Regular school attendance is critical, starting in the early grades, and there is a lot schools and communities can do to address chronic absence.
That was the message of the Department of Public Instruction’s Director of Integrated Academic and Behavior Systems (and Pathways Regular School Attendance Design Team member) Amy Jablonski to the State Board of Education this week. Amy shared results from studies showing the effects of chronic absence on students’ outcomes (increased absences in later grades, lower achievement levels, and lower graduation rates), clarified that chronic absence starts — and matters — in the earliest grades, and urged that the earlier we act to decrease chronic absence, the better.
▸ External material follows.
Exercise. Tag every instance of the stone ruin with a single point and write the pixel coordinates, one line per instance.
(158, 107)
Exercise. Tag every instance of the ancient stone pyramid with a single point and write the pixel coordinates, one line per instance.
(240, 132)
Amy also made it clear that there are actionable strategies, for example around transportation and health, that can increase students’ attendance and decrease the numbers of children who are chronically absent from school. Those solutions need to be tailored by and for the children and families that struggle the most with obstacles to regular attendance — families of color and those living with low income. Amy also urged the Board to look at chronic absence as a community problem that requires both school-based and community solutions, like partnerships with health care providers. She said the state needs to come up with a common definition of chronic absenteeism and improve data collection.
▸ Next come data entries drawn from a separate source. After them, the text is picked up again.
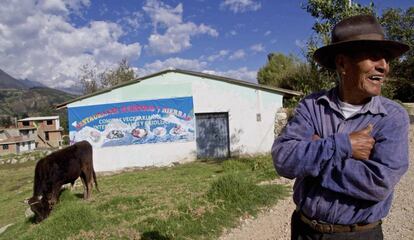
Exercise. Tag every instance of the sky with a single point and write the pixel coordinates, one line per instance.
(50, 40)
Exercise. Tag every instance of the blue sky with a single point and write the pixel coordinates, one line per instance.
(48, 41)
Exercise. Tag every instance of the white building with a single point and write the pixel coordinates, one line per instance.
(175, 116)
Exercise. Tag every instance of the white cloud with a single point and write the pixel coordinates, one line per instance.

Amy’s presentation about chronic absence was part of the Board’s conversation about the Whole School, Whole Community, Whole Child model, which holds up schools as the ideal place for cross-sector collaboration to address social determinants of health and meet the full spectrum of children’s needs. The Pathways to Grade Level Reading Initiative believes that more children can be reading on grade level by third grade, with aligned, birth-through-age-eight shared measures, policies and practices that address all the domains of children’s lives — health, family and community, and education.